During a recent energy event, Andy Calitz, who has bravely put his hand up for the vacant post of Eskom CEO, indicated that one of his major impressions since returning to South Africa, following an absence of over two decades, is that domestic executives and policymakers have not yet fully grasped the centrality of climate change to each and every energy-related decision they might make.
After leaving Eskom, Calitz worked for energy companies and on energy projects across six continents. During that period, he witnessed first-hand the growing influence of climate policy, as well as the unfolding energy transition, on governments, companies and projects. “Climate change is now the first criterion listed when decisions are taken in boardrooms and it is the first criterion listed as to what is going to have to be dealt with in the national energy policy.”
Without question, if climate change was a core issue domestically, South Africa would never be contemplating the building of yet another coal-fired power station.
Be that as it may, South Africa shouldn’t be considering any new coal-fired power stations for a host of other reasons.
Firstly, the country’s energy system (both power and transport) is already disproportionately skewed towards coal, with about 90% of the country’s electricity being derived from coal and a good portion of its motor fuel too.
Secondly, the commercial proposition is collapsing, as can be seen from the fall in new builds globally and the rapid retreat of bankers from the financing of new coal projects.
Thirdly, the negative health effects of air pollution are not only devastating on a personal level but also increasingly costly economically.
Then there are the other harmful environmental consequences, which range from acid-mine drainage and land degradation to the diversion of massive amounts of precious water for electricity production.
Lastly and most importantly, coal is simply no longer South Africa’s cheapest option, which means building new coal will further undermine the competitiveness of businesses generally and energy-intensive companies specifically – this, even without the added, and increasingly inevitable, pressure of carbon pricing.
Hence, even without climate policy dictating the pace, it is simply astounding that government intends including scope for new coal in the future mix.
At the time of writing, the long-awaited Integrated Resource Plan (IRP) update had not been published.
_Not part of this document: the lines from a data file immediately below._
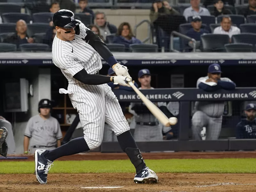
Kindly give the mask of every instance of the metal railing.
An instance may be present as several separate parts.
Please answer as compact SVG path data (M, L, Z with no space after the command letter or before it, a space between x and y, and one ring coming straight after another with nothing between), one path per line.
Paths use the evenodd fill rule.
M171 50L174 52L180 52L175 50L173 48L173 36L175 35L180 37L180 38L184 38L188 41L191 41L193 43L193 52L196 52L196 41L193 38L187 36L183 35L180 33L179 33L175 31L173 31L171 34Z
M143 43L145 43L147 41L149 41L149 43L151 43L151 23L150 21L148 20L142 20L138 24L136 25L134 27L134 29L133 30L133 34L136 36L137 34L137 29L138 27L140 27L141 24L144 23L147 23L148 24L148 36L145 39L143 39L141 42Z

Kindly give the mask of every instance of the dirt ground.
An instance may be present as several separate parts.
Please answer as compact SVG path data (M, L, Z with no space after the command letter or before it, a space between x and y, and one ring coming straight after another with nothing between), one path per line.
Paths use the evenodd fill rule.
M149 153L142 155L145 159L255 158L256 152ZM31 155L15 156L33 160ZM88 153L63 157L59 160L127 159L123 153ZM56 174L50 172L46 185L39 184L32 174L0 174L0 192L256 191L256 174L157 173L159 182L155 184L134 183L132 173ZM120 188L109 188L114 187Z
M46 185L40 185L33 174L0 175L0 191L105 192L255 191L256 175L159 173L158 183L136 184L132 174L51 174ZM81 187L121 187L116 188Z

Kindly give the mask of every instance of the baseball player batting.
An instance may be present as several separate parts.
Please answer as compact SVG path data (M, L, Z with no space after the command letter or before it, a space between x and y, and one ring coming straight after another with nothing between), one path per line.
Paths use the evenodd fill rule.
M117 63L99 36L76 19L71 11L60 10L54 14L53 21L57 33L52 44L52 60L68 82L68 90L60 89L60 92L68 94L73 107L77 109L84 136L52 150L36 150L35 171L37 180L41 184L46 183L48 171L55 159L99 147L106 122L135 167L134 182L157 182L157 176L146 166L118 101L107 84L112 82L129 86L127 82L131 82L132 78L127 68ZM98 74L102 67L99 54L117 76Z

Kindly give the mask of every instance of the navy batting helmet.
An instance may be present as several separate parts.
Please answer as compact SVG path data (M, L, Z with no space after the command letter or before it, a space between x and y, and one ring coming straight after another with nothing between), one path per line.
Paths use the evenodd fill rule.
M39 101L38 104L38 111L40 113L40 108L48 108L52 109L52 104L51 101L49 99L44 99Z
M67 28L73 28L81 23L80 21L76 19L73 12L67 9L61 9L55 13L52 22L54 27L57 26Z

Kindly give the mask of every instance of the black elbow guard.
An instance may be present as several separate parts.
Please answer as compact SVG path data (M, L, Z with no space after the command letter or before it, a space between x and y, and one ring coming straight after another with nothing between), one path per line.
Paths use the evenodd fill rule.
M95 34L94 32L91 30L87 30L86 31L86 33L87 35L84 38L82 38L82 39L93 47L94 48L94 44L96 41L100 42L105 45L106 45L105 43L101 40L99 36L97 34Z

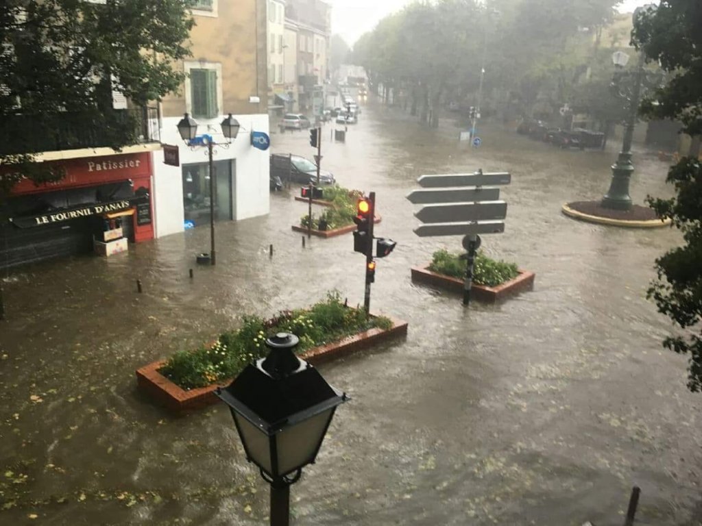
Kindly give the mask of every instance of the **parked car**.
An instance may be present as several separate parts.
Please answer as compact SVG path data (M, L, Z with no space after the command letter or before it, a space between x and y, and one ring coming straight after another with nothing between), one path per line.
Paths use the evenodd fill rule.
M304 130L310 128L310 119L301 113L288 113L283 116L281 122L283 128L291 128L293 130Z
M567 131L561 130L560 132L553 136L551 141L556 146L561 148L581 148L580 134L578 132Z
M309 184L317 182L317 165L299 155L272 154L270 156L270 177L279 177L282 181ZM333 175L326 170L319 171L322 184L336 182Z

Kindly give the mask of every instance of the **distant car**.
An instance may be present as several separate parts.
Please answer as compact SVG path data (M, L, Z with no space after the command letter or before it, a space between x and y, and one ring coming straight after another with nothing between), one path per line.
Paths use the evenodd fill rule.
M283 128L291 128L293 130L304 130L310 128L310 119L301 113L288 113L283 116L281 123Z
M300 184L316 184L317 165L299 155L272 154L270 156L270 177ZM321 184L333 184L335 182L336 180L331 172L319 170Z
M553 136L551 141L556 146L561 148L581 148L582 142L580 140L580 134L577 132L561 130L560 132Z

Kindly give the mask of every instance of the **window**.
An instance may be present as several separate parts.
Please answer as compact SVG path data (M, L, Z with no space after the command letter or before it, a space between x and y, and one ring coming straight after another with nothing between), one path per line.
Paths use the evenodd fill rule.
M214 69L190 69L191 112L194 118L216 117L217 72Z

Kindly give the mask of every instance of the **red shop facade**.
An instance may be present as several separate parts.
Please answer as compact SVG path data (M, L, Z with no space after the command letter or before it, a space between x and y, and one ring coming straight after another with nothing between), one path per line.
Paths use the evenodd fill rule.
M151 159L140 152L51 161L63 170L61 180L21 180L0 213L0 268L91 253L116 220L130 243L152 239Z

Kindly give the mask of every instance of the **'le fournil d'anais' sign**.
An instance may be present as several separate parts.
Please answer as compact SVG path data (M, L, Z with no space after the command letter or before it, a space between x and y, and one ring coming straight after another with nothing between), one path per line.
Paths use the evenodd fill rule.
M62 221L68 221L78 217L87 217L90 215L97 214L105 214L108 212L117 212L118 210L129 208L132 203L128 199L116 201L112 203L100 203L100 204L84 206L80 208L72 210L62 210L53 213L45 214L44 215L35 215L28 217L14 217L10 220L13 224L20 228L27 228L29 227L38 227L41 224L51 224L59 223Z

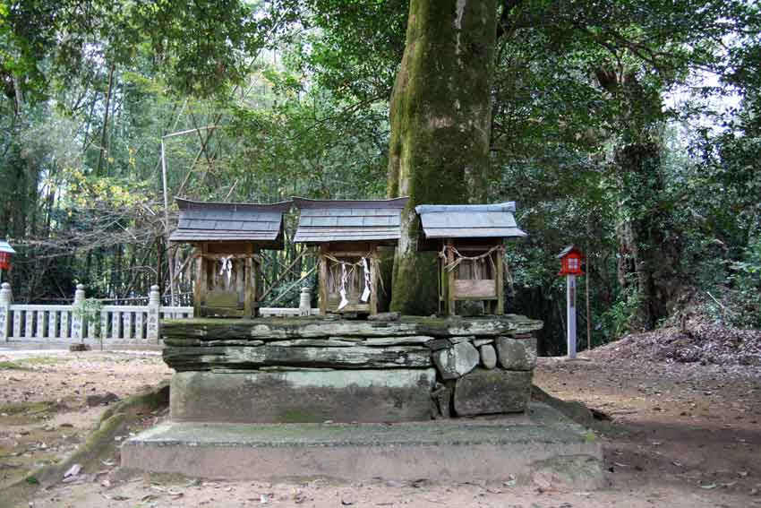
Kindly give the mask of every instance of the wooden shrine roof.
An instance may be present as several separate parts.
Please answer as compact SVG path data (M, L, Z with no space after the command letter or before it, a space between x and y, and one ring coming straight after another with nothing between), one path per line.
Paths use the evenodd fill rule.
M514 202L500 204L422 204L426 238L506 238L526 237L516 224Z
M283 213L290 209L289 201L273 204L175 201L180 219L169 241L243 241L283 246Z
M299 209L295 242L397 241L407 198L332 201L294 198Z

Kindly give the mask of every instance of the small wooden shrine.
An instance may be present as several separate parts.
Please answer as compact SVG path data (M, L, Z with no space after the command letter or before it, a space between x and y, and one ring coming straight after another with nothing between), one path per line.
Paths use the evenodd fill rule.
M283 248L283 213L274 204L175 200L180 209L171 242L195 246L196 317L254 317L261 296L261 249Z
M319 247L320 314L378 313L378 247L399 240L407 198L318 201L294 198L294 241Z
M505 308L504 240L525 237L514 202L415 207L422 225L419 250L439 252L439 308L457 314L457 301L483 301L486 314Z
M581 263L584 261L584 253L576 245L565 247L558 254L560 260L560 271L558 275L584 275Z

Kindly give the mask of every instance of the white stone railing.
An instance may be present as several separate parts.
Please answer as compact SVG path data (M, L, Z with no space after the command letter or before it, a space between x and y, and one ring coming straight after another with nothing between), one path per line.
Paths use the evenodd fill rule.
M314 315L308 288L302 288L299 308L262 307L262 316ZM192 307L161 306L158 287L152 286L147 306L102 306L88 311L84 286L79 284L70 306L13 303L11 286L0 287L0 343L84 342L156 344L162 319L192 318ZM98 319L88 313L98 312Z

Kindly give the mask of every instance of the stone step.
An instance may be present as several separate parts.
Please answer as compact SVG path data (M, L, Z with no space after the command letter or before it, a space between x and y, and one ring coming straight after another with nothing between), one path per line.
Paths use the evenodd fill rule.
M573 486L588 489L603 478L596 436L538 403L526 415L390 425L167 422L129 439L121 457L127 469L226 479L497 481L572 469Z

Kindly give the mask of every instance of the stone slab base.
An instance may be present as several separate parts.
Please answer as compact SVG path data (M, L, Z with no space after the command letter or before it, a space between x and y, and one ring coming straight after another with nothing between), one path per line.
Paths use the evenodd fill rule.
M587 489L603 478L599 440L543 404L527 415L391 425L168 422L125 442L121 456L127 469L227 479L463 482L568 473L572 486Z
M435 382L432 368L180 372L172 376L170 416L227 423L427 420Z

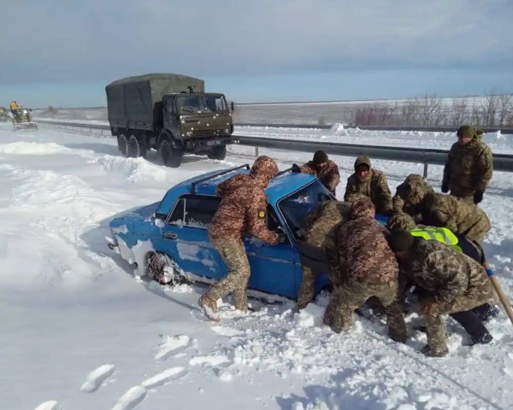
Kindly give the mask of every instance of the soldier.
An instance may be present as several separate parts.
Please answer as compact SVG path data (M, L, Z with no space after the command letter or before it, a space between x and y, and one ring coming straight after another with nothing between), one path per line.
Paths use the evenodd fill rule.
M249 234L268 243L283 240L283 236L269 231L265 224L267 197L265 190L278 173L274 160L263 155L255 160L249 175L235 175L216 188L216 195L221 197L221 201L210 222L208 235L228 266L228 274L212 284L198 300L200 307L212 320L217 320L218 300L232 292L235 308L248 309L246 291L249 263L243 235Z
M330 261L331 270L326 272L334 282L340 276L338 273L338 250L337 234L339 228L349 218L348 204L339 201L328 200L322 203L309 215L302 240L312 247L320 248L326 251ZM344 212L347 210L348 212ZM310 268L303 266L303 281L298 295L298 307L303 309L312 301L314 285L319 273Z
M400 300L399 270L387 240L388 231L374 219L376 209L369 199L353 202L351 213L351 220L338 232L340 284L333 290L330 304L336 305L326 309L324 323L331 321L337 333L348 329L353 311L377 296L387 313L390 337L404 342L407 332Z
M449 151L444 168L442 192L479 203L494 172L493 157L483 142L483 131L469 126L460 127L458 141Z
M394 212L403 211L411 215L418 223L422 220L422 209L419 205L420 198L412 195L412 192L418 192L423 197L426 193L435 191L422 176L410 174L396 189L396 195L392 198L392 208Z
M355 194L363 194L372 201L376 213L389 215L392 213L392 194L386 177L373 168L366 156L358 157L354 161L354 173L347 178L344 200L351 201Z
M403 204L399 210L412 216L416 223L447 228L479 243L491 228L483 210L452 195L435 193L420 175L408 176L397 187L396 196Z
M301 167L293 164L292 172L315 175L333 196L336 195L337 187L340 183L339 167L334 161L328 159L328 155L324 151L321 150L315 151L313 160Z
M390 230L400 228L407 231L412 236L424 238L426 240L436 240L453 248L458 252L462 252L469 256L476 262L480 263L485 269L486 258L483 248L479 244L469 240L465 236L455 234L446 228L436 228L426 227L424 225L416 224L413 218L404 212L394 214L388 218L387 226ZM495 297L494 298L497 299ZM490 317L495 317L500 313L497 306L489 303L483 303L472 310L482 320L486 320ZM456 317L453 318L463 326L465 330L472 335L471 327L467 326L465 322L475 322L476 319L473 317L463 318L463 322L460 322ZM486 333L487 334L487 331Z
M445 356L448 350L442 315L470 310L492 297L485 269L450 247L415 237L403 229L392 231L389 240L401 272L426 291L419 310L427 336L422 352L427 356Z

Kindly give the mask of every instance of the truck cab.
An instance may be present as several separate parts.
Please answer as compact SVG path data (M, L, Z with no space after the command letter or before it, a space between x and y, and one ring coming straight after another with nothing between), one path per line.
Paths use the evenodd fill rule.
M162 107L164 128L177 134L186 146L195 139L229 136L233 132L223 94L196 93L192 89L164 96Z

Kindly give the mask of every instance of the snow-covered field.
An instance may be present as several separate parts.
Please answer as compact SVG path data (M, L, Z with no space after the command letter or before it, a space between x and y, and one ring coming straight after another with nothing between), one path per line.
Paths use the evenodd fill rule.
M154 152L148 160L123 158L112 138L1 127L0 408L513 408L513 329L503 313L487 325L495 344L462 347L467 336L451 322L450 356L429 359L417 353L423 336L398 344L362 319L350 333L333 334L320 324L323 298L301 314L291 302L254 302L262 308L256 313L206 321L196 304L201 287L148 283L109 252L104 236L114 216L159 200L193 175L250 163L251 148L233 147L223 161L188 156L176 170ZM382 144L384 134L353 136ZM440 146L450 144L447 136L422 140ZM391 144L408 135L386 138ZM495 151L513 150L507 140L487 138ZM260 154L282 169L310 156ZM343 180L354 158L333 159ZM392 190L422 172L420 164L373 162ZM441 171L429 167L439 190ZM496 172L482 204L493 223L485 248L509 295L511 197L510 175Z
M52 121L52 120L45 120ZM59 121L57 121L59 122ZM77 120L63 121L70 124L108 125L106 121ZM42 128L49 125L41 124ZM78 129L72 132L83 132ZM89 132L88 130L86 130ZM416 148L437 148L448 150L456 140L454 132L427 132L424 131L382 131L361 130L359 128L345 128L335 125L330 130L308 128L274 128L263 127L235 127L234 133L237 135L264 137L285 139L319 141L321 142L380 145L390 147L406 147ZM110 136L110 131L93 130L94 135ZM513 135L501 134L500 131L485 134L483 140L494 153L513 153Z

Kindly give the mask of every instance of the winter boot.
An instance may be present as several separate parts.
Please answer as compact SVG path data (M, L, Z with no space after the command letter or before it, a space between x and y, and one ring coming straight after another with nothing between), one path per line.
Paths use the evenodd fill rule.
M494 340L494 338L488 332L473 336L470 341L464 346L473 346L475 344L488 344Z
M449 354L448 349L444 349L440 352L436 352L431 350L431 348L427 344L421 350L421 353L428 357L443 357Z
M200 306L200 309L209 319L215 321L219 320L219 318L216 315L218 311L217 301L210 299L205 294L198 300L198 304Z

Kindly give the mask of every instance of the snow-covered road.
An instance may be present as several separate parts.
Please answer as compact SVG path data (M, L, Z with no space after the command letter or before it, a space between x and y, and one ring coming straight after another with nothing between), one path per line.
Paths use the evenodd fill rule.
M367 139L359 142L370 143L361 132ZM408 140L396 134L387 143ZM425 137L438 146L452 140ZM505 150L494 151L513 151L508 140L487 138ZM309 159L260 153L282 169ZM107 224L116 214L160 200L193 175L250 163L253 154L234 147L226 161L188 156L176 170L154 152L148 160L123 158L112 139L0 128L0 408L513 408L513 329L503 313L488 325L495 345L462 347L467 336L451 323L450 356L428 359L416 352L423 336L399 345L360 320L348 334L332 333L320 324L322 299L300 315L288 303L207 321L196 304L201 288L166 290L137 280L133 267L108 251ZM333 159L345 180L354 158ZM373 162L392 190L422 172L420 165ZM437 189L441 173L430 166ZM509 295L510 178L496 173L482 205L493 223L485 250Z

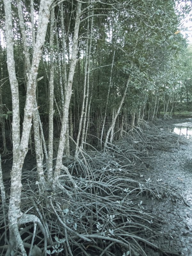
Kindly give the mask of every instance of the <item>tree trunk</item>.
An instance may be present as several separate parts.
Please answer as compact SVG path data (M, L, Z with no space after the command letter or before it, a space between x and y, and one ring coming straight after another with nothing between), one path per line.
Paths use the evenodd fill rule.
M2 125L2 135L3 136L4 147L4 150L2 155L4 155L8 152L6 146L6 140L5 140L5 118L4 116L1 117L1 125Z
M68 122L69 108L72 93L72 84L75 73L75 68L77 61L76 56L77 50L79 28L80 20L81 4L81 3L79 2L77 2L76 4L75 23L73 39L71 59L70 62L70 67L67 84L66 93L65 95L65 106L64 109L63 109L63 118L61 123L61 136L60 140L57 157L54 173L54 181L56 183L57 183L58 181L60 170L61 168L63 169L64 167L62 163L62 159L65 142L65 135L67 122Z
M114 63L114 59L115 58L115 50L114 51L114 52L113 53L113 61L112 61L112 65L111 66L111 76L110 76L110 80L109 80L109 89L108 89L108 93L107 94L107 102L106 102L106 106L105 106L105 116L104 116L103 123L103 124L102 130L101 131L101 140L100 140L101 149L102 149L102 139L103 138L103 131L104 130L104 127L105 126L105 119L106 118L106 116L107 115L107 109L108 102L109 99L109 95L110 87L111 87L111 79L112 78L112 72L113 71L113 63Z
M124 93L122 98L122 100L120 103L119 104L119 108L117 109L117 111L116 112L116 114L114 118L113 118L113 121L112 122L112 123L111 124L110 127L109 127L109 129L108 130L107 133L107 135L106 136L106 139L105 140L105 144L104 145L104 149L106 147L107 147L107 145L108 142L108 139L109 138L109 133L113 127L114 125L115 125L115 121L116 121L116 118L118 115L119 114L119 113L120 111L120 110L121 109L121 108L122 106L122 105L123 105L123 102L124 101L124 98L125 97L125 95L126 95L126 92L127 92L127 88L128 88L128 85L129 85L129 82L130 80L130 76L129 77L128 79L127 79L127 84L126 85L126 87L125 87L125 91L124 92Z
M11 172L11 188L9 206L8 213L10 231L10 243L11 246L14 246L16 241L23 256L27 254L18 229L18 225L31 221L39 223L40 227L42 224L36 216L23 214L20 209L20 196L22 185L21 182L21 170L24 159L28 151L28 143L31 125L31 120L35 109L33 108L34 101L36 95L36 79L39 61L43 50L47 27L50 15L50 8L51 0L42 0L38 14L38 21L36 41L33 56L31 67L28 68L27 90L24 116L23 124L23 132L20 141L19 102L18 82L16 78L14 59L14 52L12 37L12 17L11 1L4 0L5 20L5 37L7 47L7 64L12 97L13 119L12 122L13 161ZM22 30L22 13L20 13L19 4L18 13L20 27ZM22 11L22 10L21 10ZM22 29L23 30L23 29ZM24 31L23 31L23 33ZM25 34L25 33L24 33ZM26 35L25 34L26 36ZM22 36L23 40L25 37ZM24 45L25 44L23 44ZM25 54L27 55L27 49ZM30 62L29 62L30 64ZM44 234L43 227L42 232ZM46 251L46 236L45 239L45 251ZM45 241L46 243L45 244ZM10 253L9 246L6 253L7 256ZM46 254L46 252L45 253Z
M88 15L89 16L89 12L88 12ZM79 131L78 132L78 135L77 135L77 142L76 145L76 148L75 151L75 159L76 159L78 155L78 147L79 146L79 139L80 138L80 135L81 132L81 128L82 127L82 123L83 122L83 119L84 116L84 122L86 121L86 116L85 115L85 113L86 111L85 109L84 109L85 101L85 97L87 98L88 97L88 90L89 88L87 87L87 95L85 95L85 92L86 91L86 84L87 82L87 64L88 62L88 47L89 44L89 19L87 20L87 42L86 45L86 50L85 52L85 74L84 76L84 91L83 91L83 101L82 102L82 108L81 109L81 118L80 119L80 121L79 122ZM88 86L88 85L87 85ZM87 101L86 101L87 102ZM83 134L82 134L83 137Z
M50 43L51 50L50 56L50 77L49 79L49 154L48 166L47 171L47 180L51 183L53 179L53 96L54 85L54 66L53 63L53 39L54 36L54 19L55 12L52 9L51 12L50 28Z

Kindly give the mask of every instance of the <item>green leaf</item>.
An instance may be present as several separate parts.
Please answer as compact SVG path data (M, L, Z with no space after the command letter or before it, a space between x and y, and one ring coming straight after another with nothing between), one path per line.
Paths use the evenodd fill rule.
M171 49L172 47L171 45L168 45L167 46L166 46L166 49L167 50L169 50L169 49Z
M63 210L63 213L67 214L68 211L69 209L68 209L68 208L67 208L66 209L64 209Z

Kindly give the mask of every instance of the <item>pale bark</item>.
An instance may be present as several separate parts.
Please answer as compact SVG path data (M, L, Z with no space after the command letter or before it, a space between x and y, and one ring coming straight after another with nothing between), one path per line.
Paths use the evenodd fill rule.
M33 7L33 0L30 0L31 8L31 33L32 36L32 43L33 52L35 44L35 30L34 24L34 8Z
M89 106L88 107L88 113L87 114L87 124L86 125L86 129L85 130L85 139L84 139L84 149L85 148L86 140L87 139L87 131L88 130L88 127L89 124L89 119L90 116L90 108L91 107L91 103L93 95L92 94L92 89L93 87L93 83L92 83L92 88L91 89L91 96L90 97L90 100L89 100Z
M3 136L3 142L4 150L2 155L6 154L8 152L6 146L6 140L5 134L5 118L3 116L1 118L1 125L2 126L2 135Z
M136 113L136 110L134 110L133 111L132 114L132 117L131 119L131 130L133 131L133 128L135 125L135 114Z
M89 15L89 14L88 14ZM81 128L82 127L82 122L83 122L83 119L84 116L84 122L86 122L86 116L85 115L85 110L84 109L85 100L85 97L86 96L88 97L88 88L87 89L87 95L85 95L86 92L86 84L87 81L87 63L88 61L88 47L89 44L89 20L88 19L87 20L87 39L86 40L86 50L85 51L85 74L84 76L84 91L83 91L83 101L82 103L82 108L81 109L81 118L79 122L79 131L78 132L78 135L77 135L77 139L76 145L76 149L75 151L75 159L76 159L78 155L78 147L79 146L79 139L80 138L80 135L81 132Z
M36 80L39 61L44 44L47 24L50 15L50 8L52 0L42 0L39 12L39 20L36 41L33 55L31 66L29 70L24 116L23 124L23 132L20 142L19 118L19 104L18 83L16 78L14 59L12 37L12 17L11 1L4 0L5 20L5 37L7 47L7 58L8 72L12 97L13 112L12 139L13 143L13 162L11 173L11 185L8 212L10 243L14 245L17 244L23 255L27 255L22 241L19 235L18 225L22 223L35 221L36 217L32 215L26 215L21 212L20 195L22 185L21 182L21 170L24 159L28 151L28 143L31 125L31 120L35 110L34 101L36 89ZM20 5L19 2L18 3ZM22 9L21 10L22 12ZM22 30L22 13L18 7L20 22ZM24 33L24 31L23 31ZM23 37L22 36L22 37ZM25 39L24 38L24 40ZM27 55L27 49L26 54ZM28 216L28 217L26 216ZM41 225L41 223L39 223ZM42 224L41 224L42 225ZM19 234L19 235L18 235ZM45 241L46 237L45 236ZM8 250L6 255L9 255ZM45 250L45 252L46 252ZM46 252L45 254L46 254Z
M157 104L157 96L156 96L156 98L155 98L155 102L154 106L154 111L153 111L153 116L152 116L152 121L153 119L154 119L154 116L155 116L155 110L156 109L156 107Z
M105 116L104 116L104 120L103 120L103 126L102 127L102 130L101 131L101 135L100 147L101 149L102 149L102 139L103 137L103 131L104 130L105 124L105 119L106 118L106 116L107 116L107 109L108 102L109 99L109 95L110 87L111 87L111 79L112 78L112 72L113 71L113 63L114 63L114 59L115 58L115 50L114 51L114 52L113 53L113 61L112 61L112 65L111 66L111 76L110 76L110 80L109 80L109 88L108 89L108 93L107 94L107 102L106 102L106 106L105 106Z
M129 78L127 79L127 84L126 84L126 87L125 87L125 90L124 91L124 92L123 94L123 96L122 98L122 99L121 101L120 104L119 104L119 108L117 109L117 110L116 112L116 113L115 115L115 117L113 119L113 121L112 122L112 123L111 124L110 127L109 127L109 129L108 130L107 133L107 135L106 136L106 139L105 140L105 144L104 145L104 149L105 150L105 148L107 147L107 145L108 142L108 139L109 138L109 134L113 127L115 125L115 121L116 121L116 118L119 114L121 107L122 107L122 105L123 105L123 102L124 101L124 98L125 97L125 95L126 95L126 92L127 92L127 88L128 88L128 86L129 85L129 82L130 82L130 76L129 77Z
M30 130L30 133L29 133L29 145L30 146L30 147L29 148L30 150L31 150L31 154L33 153L33 149L32 149L32 139L31 139L31 130Z
M54 85L54 66L53 63L53 39L54 36L54 20L55 12L54 9L51 12L51 24L50 28L50 43L51 54L50 56L50 78L49 79L49 155L48 155L48 165L47 171L48 180L52 182L53 179L53 98Z
M6 220L5 219L5 208L6 204L5 201L5 189L3 184L3 174L2 173L2 170L1 169L1 155L0 155L0 189L1 192L1 201L2 202L2 206L3 207L3 214L4 223L5 227L6 226ZM5 242L6 242L7 238L7 233L5 229Z
M92 15L93 15L93 11L92 12ZM92 38L92 30L93 30L93 17L91 20L91 33L90 34L90 37ZM88 120L87 120L87 106L88 105L88 99L89 98L89 75L90 73L90 59L91 58L91 44L92 44L92 40L91 39L90 40L89 42L89 53L88 53L88 64L87 64L87 94L86 95L86 101L85 102L85 114L84 115L84 120L83 125L83 130L82 132L82 138L81 139L81 143L80 148L82 149L83 148L83 143L84 141L84 138L85 136L85 125L86 122L88 122ZM89 118L89 117L88 117Z
M34 100L34 107L36 105L36 101ZM33 119L33 129L34 129L34 139L36 153L37 170L38 174L39 181L44 188L45 187L45 180L42 164L41 154L41 147L39 133L39 124L38 111L37 109L34 111Z
M60 175L61 169L64 167L62 159L65 143L65 135L68 122L68 110L71 97L72 93L72 84L75 73L75 69L77 61L76 56L77 49L77 42L79 28L80 24L81 3L77 2L76 6L76 17L75 25L74 36L73 39L73 46L70 67L67 86L66 93L65 95L65 106L63 109L63 118L61 123L61 135L57 154L57 157L54 173L54 181L57 182Z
That may have changed. What is unlikely to have changed, however, is the inclusion of at least 1 000 MW, probably more, of new coal.
The inclusion arises primarily from the fact that government still lacks a coherent vision and strategy for the energy sector broadly and the electricity sector more specifically. This is itself astounding, given the central role that electricity – both the availability and price thereof – has played in the underperformance of the economy and in the weakening of government’s fiscal position.
In the absence of a vision and strategy, government is unable to direct the vested interests through policy. Instead, the vested interests are allowed to direct policy.
As a result, the tail has wagged the dog and the drafting of the IRP became something akin to a negotiated settlement, rather than a way of ensuring that electricity is a driver of economic and industrial competitiveness.